Хозяин дома пришёл меньше, чем через час. Скинув сюртук, он растёкся на плетёном кресле-качалке на веранде, выходящей в сад, обмахивая себя попеременно соломенной шляпой и газетой, да понемножечку отходя. Накрахмаленная его рубаха пропотела едва ли не насквозь, а лицо изрядно осунулось и выражало озабоченность.
– На Мытной площади волнения начались, – рассказывал он, прерываясь, только штобы глотнуть кваса, – додавливают уже, но…
Афанасий Никитич пожевал губу.
– … не вдруг и додавят. Неорганизованно, а так… устал просто народ, а власти всё закручивают да закручивают гайки. Резьбу уже сорвали, а всё крутят и крутят, иногда даже и непонятно – зачем? Сейчас разогнали, а потом… знаешь, даже и предугадать не могу, как обернётся.
– Революцией?
– Не… – он убеждённо покачал головой, – не в этот раз. Репетиция, даже и не генеральная, уж я в этом-то понимаю! Сразу подавить не выйдет, это как… сапожищем по угольям костра садануть. Вроде как и нет больше костра, а угольки потом тлеющие где только не найдёшь.
– Не лезь, – бывший антрепренёр остро глянул на меня, – не твоё, не в этот раз. Пока раскачаются, да пока… боевиков с револьверами да ружьями дай Бог человек пятьдесят на всю Тверь найдётся! Да не в одной кучке, а россыпью. Потом уже да… мстители и прочее. Но то потом! А тебя, ежели вздумаешь, цапнут быстро – яркий ты, да и нездешний. Ни к кому подойти, ни куда бежать…
Стало почему-то стыдно, я ведь и не собирался… Не первый уже раз принимают меня за человека, который вот прямо-таки горит странствовать по миру, причиняя справедливость всем, кто не успел убежать.
Покивал, сделав под маской нужную гримасу, и Афанасий Никитич наконец-то соизволил дать мне газету, велев читать вслух. А новости…
… пугали. Через колючую проволоку цензуры пробивались заметки о… репетиции в десятках городов. Началось в Одессе, а оттуда по всему Югу России, да в Москве… Тлеть начало по всей стране, и где полыхнёт пожарищем, а где и потухнет, не найдя пищи, Бог весть.
– Тэк-с… – и Афанасий Никитич принялся раскачиваться, хрустя сцепленными пальцами, – вот што, Дашенька… да не вскидывайся ты!
– Даша, – с нажимом повторил он, – и так до Петербурга, а может быть, и чуть дольше.
Я нехотя кивнул, обещая себе давить в зародыше весь этот нелепый стыд и принял вид благонравной девицы.

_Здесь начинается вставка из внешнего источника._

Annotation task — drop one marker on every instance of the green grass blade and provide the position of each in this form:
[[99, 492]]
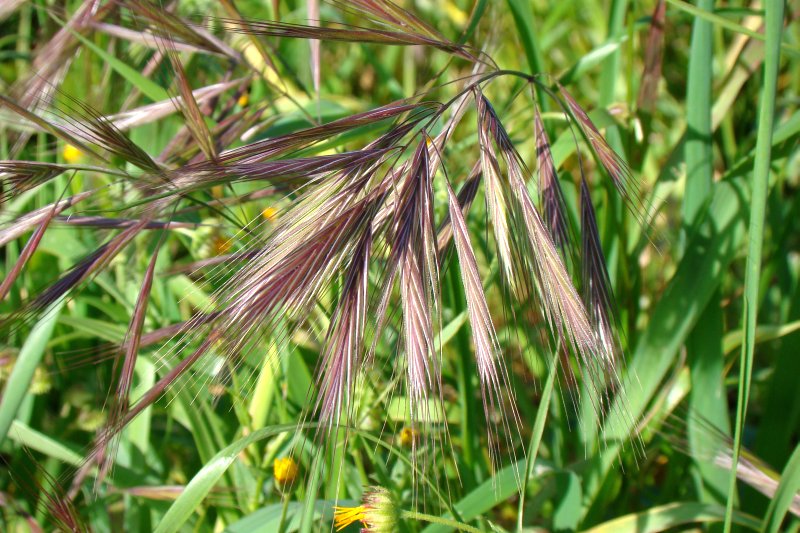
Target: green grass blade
[[29, 358], [704, 345], [26, 436], [785, 495], [728, 24], [208, 476], [758, 204], [670, 516], [536, 436], [148, 87], [487, 495]]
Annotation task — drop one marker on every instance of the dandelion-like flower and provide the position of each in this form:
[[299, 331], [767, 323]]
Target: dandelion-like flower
[[378, 512], [285, 471], [269, 213], [72, 154]]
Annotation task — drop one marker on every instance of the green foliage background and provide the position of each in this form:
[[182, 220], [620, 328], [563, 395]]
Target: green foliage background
[[201, 458]]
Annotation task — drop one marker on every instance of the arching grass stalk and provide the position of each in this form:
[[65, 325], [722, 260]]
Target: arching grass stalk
[[773, 28]]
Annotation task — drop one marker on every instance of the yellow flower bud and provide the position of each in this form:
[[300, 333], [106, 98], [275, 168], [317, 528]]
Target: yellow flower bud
[[72, 154], [407, 436], [269, 213], [285, 471], [378, 512]]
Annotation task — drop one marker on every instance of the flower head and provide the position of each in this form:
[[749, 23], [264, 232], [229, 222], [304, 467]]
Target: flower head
[[378, 512], [407, 436], [285, 471], [72, 154], [269, 213]]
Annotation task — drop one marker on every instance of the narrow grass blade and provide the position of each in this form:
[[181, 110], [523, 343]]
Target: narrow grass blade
[[29, 358], [670, 516], [758, 204], [786, 496]]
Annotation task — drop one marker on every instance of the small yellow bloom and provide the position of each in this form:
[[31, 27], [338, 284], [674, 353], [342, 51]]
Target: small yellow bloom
[[269, 213], [285, 471], [344, 516], [222, 245], [407, 436], [378, 512], [72, 154]]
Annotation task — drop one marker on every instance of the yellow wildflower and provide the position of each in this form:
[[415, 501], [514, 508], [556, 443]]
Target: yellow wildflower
[[72, 154], [222, 245], [269, 213], [377, 512], [407, 436], [285, 471]]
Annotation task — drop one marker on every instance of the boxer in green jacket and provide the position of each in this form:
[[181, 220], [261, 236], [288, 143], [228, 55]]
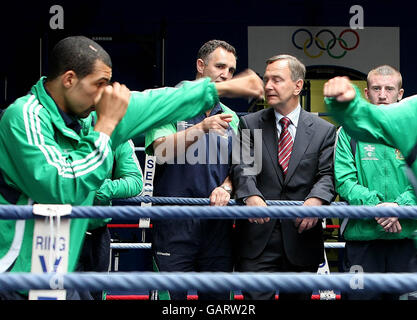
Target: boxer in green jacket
[[44, 161], [373, 174]]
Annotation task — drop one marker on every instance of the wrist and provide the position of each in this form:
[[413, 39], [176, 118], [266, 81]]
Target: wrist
[[106, 127], [227, 188]]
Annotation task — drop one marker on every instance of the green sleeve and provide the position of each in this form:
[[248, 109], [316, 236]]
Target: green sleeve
[[47, 172], [127, 179], [154, 108], [392, 125], [346, 175], [156, 133], [234, 124]]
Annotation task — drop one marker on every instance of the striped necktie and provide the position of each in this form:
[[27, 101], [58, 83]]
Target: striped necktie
[[284, 145]]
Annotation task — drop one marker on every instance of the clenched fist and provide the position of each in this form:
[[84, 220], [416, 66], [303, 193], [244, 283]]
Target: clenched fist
[[111, 107], [339, 88]]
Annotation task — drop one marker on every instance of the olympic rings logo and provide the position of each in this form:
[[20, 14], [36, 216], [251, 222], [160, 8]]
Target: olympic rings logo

– Похоже, Даша, – сказал он, покусывая губу, – в Петербург тебе придётся ехать несколько раньше, чем планировалось. Очень уж ситуация складывается скверная. Ещё денька два-три, и не у нас, так в Петербурге поднимут войска и подтянут полицию, так што…
Он резко встал, хлопнув ладонями по подлокотникам.
– … пойду я собирать своих подопечных. А ты… готовься.
Тридцать пятая глава
Покосившись с ненавистью на щелястую, неплотно закрывающуюся дверь клозета, сделал свои дела, присев по-бабьи, от греха. А то есть любители… Ума не приложу, што может быть интересного в отправлении естественных надобностей, но свои… хм, ценители находятся.
Оправив юбки, зашарил глазами в поисках умывальника [69] , и ожидаемо не нашёл, отчего настроение скакнуло вниз. Протерев руки спиртом и спрятав бутылёк в карманах, прикрыл за собой дверь и вернулся в вагон.
69
В вагонах третьего класса были туалеты, но умывальники не устанавливали, считая, по-видимому, избыточной роскошью.